In her recent TEDTalk, Elizabeth Loftus described decades of research showing that we can alter existing memories and even implant false memories of events that never occurred. Subjects given misleading information that they got sick from eating strawberry ice cream in childhood were more likely, on average, to believe that they really were made sick by it than control subjects not given the information. The power of suggestion to alter memories has led many police departments to change their interrogation procedures to avoid inadvertently influencing witnesses. You might have thought we own our memories because no one can implant false ones. But that view is very much in doubt.

Pharmaceutical research suggests another way to tamper with memories. Propranolol, a beta blocker approved by the FDA to treat hypertension, may dampen the emotional intensity of memories of recent traumatic events. Small studies suggest that people who took propranolol after traumatic events like car accidents or assaults were less likely to subsequently develop symptoms of post-traumatic stress disorder. If further studies show that propranolol or some other drug really can dampen memories, trauma victims seeking to recover damages for emotional distress may face some difficult choices. Someday defendants may say that they shouldn't have to compensate trauma victims for emotional distress that could have been avoided with a pill. So you might have thought we own our memories because no one will ever be able to pressure us to pharmaceutically change them. Now that view is very much in doubt.

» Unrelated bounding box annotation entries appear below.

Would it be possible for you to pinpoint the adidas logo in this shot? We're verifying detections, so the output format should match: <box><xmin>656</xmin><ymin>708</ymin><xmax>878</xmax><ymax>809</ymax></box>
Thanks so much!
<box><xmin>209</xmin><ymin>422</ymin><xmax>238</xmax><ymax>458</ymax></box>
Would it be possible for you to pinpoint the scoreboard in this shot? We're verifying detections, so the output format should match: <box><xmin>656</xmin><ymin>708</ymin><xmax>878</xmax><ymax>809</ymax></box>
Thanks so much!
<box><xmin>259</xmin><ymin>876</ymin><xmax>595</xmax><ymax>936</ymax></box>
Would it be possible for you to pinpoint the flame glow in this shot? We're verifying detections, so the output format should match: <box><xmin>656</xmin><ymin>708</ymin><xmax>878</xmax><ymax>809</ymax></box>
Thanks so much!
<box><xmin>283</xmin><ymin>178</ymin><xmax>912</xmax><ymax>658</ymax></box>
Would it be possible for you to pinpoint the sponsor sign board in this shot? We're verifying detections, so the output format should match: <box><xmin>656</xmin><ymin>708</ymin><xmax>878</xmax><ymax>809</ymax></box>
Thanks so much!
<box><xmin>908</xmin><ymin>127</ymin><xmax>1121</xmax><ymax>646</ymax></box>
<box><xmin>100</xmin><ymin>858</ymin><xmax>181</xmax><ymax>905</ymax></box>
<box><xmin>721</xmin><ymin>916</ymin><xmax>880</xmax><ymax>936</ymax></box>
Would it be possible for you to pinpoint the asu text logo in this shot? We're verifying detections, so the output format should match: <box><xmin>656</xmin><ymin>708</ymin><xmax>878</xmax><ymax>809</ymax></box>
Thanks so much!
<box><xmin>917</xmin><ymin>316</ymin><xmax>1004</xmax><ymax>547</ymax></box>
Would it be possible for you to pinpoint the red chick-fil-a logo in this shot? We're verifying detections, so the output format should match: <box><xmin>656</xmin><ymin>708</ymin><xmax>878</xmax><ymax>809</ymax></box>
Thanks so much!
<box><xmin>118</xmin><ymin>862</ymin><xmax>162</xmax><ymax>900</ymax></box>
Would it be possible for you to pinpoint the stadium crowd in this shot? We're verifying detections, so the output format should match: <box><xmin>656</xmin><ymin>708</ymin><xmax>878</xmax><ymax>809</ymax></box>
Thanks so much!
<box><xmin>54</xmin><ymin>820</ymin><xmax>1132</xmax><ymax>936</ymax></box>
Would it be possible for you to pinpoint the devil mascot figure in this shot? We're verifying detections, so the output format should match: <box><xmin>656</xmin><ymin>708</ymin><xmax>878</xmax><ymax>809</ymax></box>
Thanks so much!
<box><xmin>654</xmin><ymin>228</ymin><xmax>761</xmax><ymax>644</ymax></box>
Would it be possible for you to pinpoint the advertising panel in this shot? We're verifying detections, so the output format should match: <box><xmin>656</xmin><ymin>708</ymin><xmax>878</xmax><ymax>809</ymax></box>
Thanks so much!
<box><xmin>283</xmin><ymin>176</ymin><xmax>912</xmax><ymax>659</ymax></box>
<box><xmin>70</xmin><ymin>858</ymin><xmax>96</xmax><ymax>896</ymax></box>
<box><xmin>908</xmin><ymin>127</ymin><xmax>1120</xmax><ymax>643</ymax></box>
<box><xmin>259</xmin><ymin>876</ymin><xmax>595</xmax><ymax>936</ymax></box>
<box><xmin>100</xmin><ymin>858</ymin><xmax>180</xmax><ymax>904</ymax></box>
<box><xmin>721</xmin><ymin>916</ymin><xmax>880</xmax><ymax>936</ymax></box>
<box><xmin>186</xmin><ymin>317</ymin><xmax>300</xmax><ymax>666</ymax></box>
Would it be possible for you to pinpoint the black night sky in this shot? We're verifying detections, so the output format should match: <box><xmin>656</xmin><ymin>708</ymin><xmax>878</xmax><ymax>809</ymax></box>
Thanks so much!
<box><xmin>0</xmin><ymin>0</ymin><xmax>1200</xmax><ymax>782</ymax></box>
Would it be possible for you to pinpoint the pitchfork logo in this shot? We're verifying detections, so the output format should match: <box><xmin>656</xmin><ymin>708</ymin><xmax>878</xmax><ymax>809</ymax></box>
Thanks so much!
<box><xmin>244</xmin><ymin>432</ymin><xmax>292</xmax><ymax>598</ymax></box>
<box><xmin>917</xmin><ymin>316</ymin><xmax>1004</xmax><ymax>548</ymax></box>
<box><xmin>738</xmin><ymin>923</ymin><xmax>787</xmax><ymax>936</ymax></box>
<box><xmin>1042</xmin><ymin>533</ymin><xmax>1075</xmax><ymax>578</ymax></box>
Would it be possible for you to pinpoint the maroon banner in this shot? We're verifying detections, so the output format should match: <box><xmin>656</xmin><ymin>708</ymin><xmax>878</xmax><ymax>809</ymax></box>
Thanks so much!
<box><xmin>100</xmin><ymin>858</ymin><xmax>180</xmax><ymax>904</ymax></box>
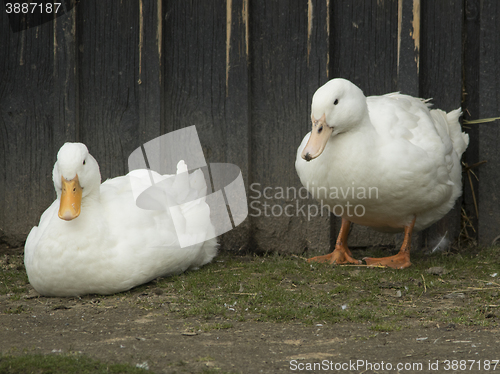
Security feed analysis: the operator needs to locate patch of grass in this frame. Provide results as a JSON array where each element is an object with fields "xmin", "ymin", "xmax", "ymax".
[
  {"xmin": 0, "ymin": 254, "xmax": 28, "ymax": 299},
  {"xmin": 199, "ymin": 322, "xmax": 233, "ymax": 332},
  {"xmin": 148, "ymin": 248, "xmax": 500, "ymax": 331},
  {"xmin": 0, "ymin": 355, "xmax": 151, "ymax": 374},
  {"xmin": 370, "ymin": 323, "xmax": 402, "ymax": 332}
]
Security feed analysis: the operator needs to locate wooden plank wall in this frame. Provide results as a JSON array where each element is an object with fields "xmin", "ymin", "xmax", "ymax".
[{"xmin": 0, "ymin": 0, "xmax": 500, "ymax": 255}]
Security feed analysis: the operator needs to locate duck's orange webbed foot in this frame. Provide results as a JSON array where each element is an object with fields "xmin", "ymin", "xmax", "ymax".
[
  {"xmin": 363, "ymin": 217, "xmax": 417, "ymax": 269},
  {"xmin": 307, "ymin": 246, "xmax": 361, "ymax": 265},
  {"xmin": 307, "ymin": 218, "xmax": 361, "ymax": 265},
  {"xmin": 363, "ymin": 252, "xmax": 411, "ymax": 269}
]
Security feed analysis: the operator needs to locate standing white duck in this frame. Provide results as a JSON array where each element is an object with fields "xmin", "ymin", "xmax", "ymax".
[
  {"xmin": 295, "ymin": 79, "xmax": 469, "ymax": 269},
  {"xmin": 24, "ymin": 143, "xmax": 217, "ymax": 296}
]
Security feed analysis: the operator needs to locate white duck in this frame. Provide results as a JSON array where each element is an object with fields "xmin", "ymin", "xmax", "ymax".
[
  {"xmin": 24, "ymin": 143, "xmax": 217, "ymax": 296},
  {"xmin": 295, "ymin": 79, "xmax": 469, "ymax": 269}
]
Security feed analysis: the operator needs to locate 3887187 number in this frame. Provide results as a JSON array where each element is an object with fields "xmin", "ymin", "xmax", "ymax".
[
  {"xmin": 5, "ymin": 3, "xmax": 61, "ymax": 14},
  {"xmin": 443, "ymin": 360, "xmax": 500, "ymax": 372}
]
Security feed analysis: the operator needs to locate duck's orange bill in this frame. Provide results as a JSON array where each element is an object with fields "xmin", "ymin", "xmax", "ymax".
[
  {"xmin": 59, "ymin": 174, "xmax": 82, "ymax": 221},
  {"xmin": 302, "ymin": 114, "xmax": 333, "ymax": 161}
]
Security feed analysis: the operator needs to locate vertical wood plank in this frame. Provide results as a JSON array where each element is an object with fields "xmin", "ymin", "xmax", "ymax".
[
  {"xmin": 460, "ymin": 0, "xmax": 480, "ymax": 240},
  {"xmin": 136, "ymin": 0, "xmax": 164, "ymax": 145},
  {"xmin": 330, "ymin": 0, "xmax": 400, "ymax": 247},
  {"xmin": 249, "ymin": 0, "xmax": 330, "ymax": 253},
  {"xmin": 419, "ymin": 0, "xmax": 463, "ymax": 248},
  {"xmin": 478, "ymin": 1, "xmax": 500, "ymax": 245},
  {"xmin": 77, "ymin": 0, "xmax": 142, "ymax": 180},
  {"xmin": 163, "ymin": 0, "xmax": 251, "ymax": 250},
  {"xmin": 397, "ymin": 0, "xmax": 421, "ymax": 96},
  {"xmin": 0, "ymin": 8, "xmax": 75, "ymax": 246},
  {"xmin": 219, "ymin": 0, "xmax": 251, "ymax": 251},
  {"xmin": 331, "ymin": 0, "xmax": 398, "ymax": 96}
]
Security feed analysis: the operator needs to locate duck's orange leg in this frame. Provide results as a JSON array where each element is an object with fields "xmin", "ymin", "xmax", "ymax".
[
  {"xmin": 363, "ymin": 217, "xmax": 417, "ymax": 269},
  {"xmin": 307, "ymin": 218, "xmax": 361, "ymax": 265}
]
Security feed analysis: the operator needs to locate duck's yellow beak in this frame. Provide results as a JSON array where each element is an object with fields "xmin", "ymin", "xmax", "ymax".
[
  {"xmin": 302, "ymin": 114, "xmax": 333, "ymax": 161},
  {"xmin": 59, "ymin": 174, "xmax": 82, "ymax": 221}
]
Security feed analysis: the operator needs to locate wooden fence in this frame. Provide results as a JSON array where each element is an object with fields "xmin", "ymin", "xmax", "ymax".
[{"xmin": 0, "ymin": 0, "xmax": 500, "ymax": 254}]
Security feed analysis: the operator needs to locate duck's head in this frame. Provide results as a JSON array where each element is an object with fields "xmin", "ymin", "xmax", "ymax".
[
  {"xmin": 301, "ymin": 78, "xmax": 368, "ymax": 161},
  {"xmin": 52, "ymin": 143, "xmax": 101, "ymax": 221}
]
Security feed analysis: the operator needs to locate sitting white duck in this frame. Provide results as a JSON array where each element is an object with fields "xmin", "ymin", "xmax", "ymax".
[
  {"xmin": 24, "ymin": 143, "xmax": 217, "ymax": 296},
  {"xmin": 295, "ymin": 79, "xmax": 469, "ymax": 269}
]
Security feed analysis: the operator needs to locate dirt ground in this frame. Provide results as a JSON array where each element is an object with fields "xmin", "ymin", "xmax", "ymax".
[{"xmin": 0, "ymin": 282, "xmax": 500, "ymax": 373}]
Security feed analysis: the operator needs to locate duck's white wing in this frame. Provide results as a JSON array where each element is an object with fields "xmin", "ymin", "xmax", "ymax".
[{"xmin": 367, "ymin": 93, "xmax": 468, "ymax": 184}]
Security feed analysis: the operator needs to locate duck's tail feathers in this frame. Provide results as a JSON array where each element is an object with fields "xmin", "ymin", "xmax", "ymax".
[{"xmin": 430, "ymin": 109, "xmax": 469, "ymax": 159}]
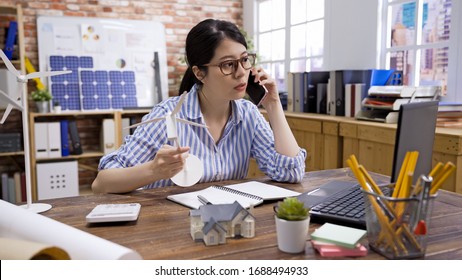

New methods of brain scanning suggest ways to assess memories despite efforts to conceal them. Several researchers are trying to use functional magnetic resonance imaging (fMRI) to detect lies. At least in artificial laboratory contexts, the research shows promise. There are probably ways to fool these techniques, and courts have yet to admit fMRI-evidence of deception. But give it time. One day, a suspect may lie and say that he never saw an alleged terrorist, but lie detection or other techniques to probe memories will suggest otherwise.

Moreover, under what I call the technological look-back principle, the fact that we may someday have good lie detection technologies already gives you reason to be wary. For if we are eventually able to detect lies with reasonable accuracy, we can ask you questions in the future about events that happened long before. In a sense, the technology will look back to events that predate it, just as we convict offenders for sexual assaults based on DNA evidence that predates modern DNA analysis.

While there is much debate in legal circles about whether lie detection technology could be used against a person in a criminal trial, there are lots of other ways the technology could be used both in and out of court. Politicians are not required to reveal their tax returns, but they frequently do so anyway. Perhaps someday their brains will be scanned for evidence of corruption. And sure, you can tell your spouse that you are always faithful, but if your spouse threatens to leave you unless you get scanned, well, your Fifth Amendment rights won't help you. So you might have thought we own our memories because they will never be accessed unless we explicitly reveal them. That view, too, is very much in doubt.

I have argued elsewhere that we have a certain freedom of memory. It may include rights to dampen memories, enhance memories or memory-retention skills, keep memories private, and be free of certain invasions of our memories, like forced enhancement, forced dampening, or forced revelation. These rights arguably have limits, however. When memories are essential to protecting public safety, perhaps we can justifiably stop people from altering memories or keeping them private. But precisely how hard the law should strive to protect our memories aside, the view that our memories are necessarily our own -- as some fact about the nature of memory -- is one we may already need to forget.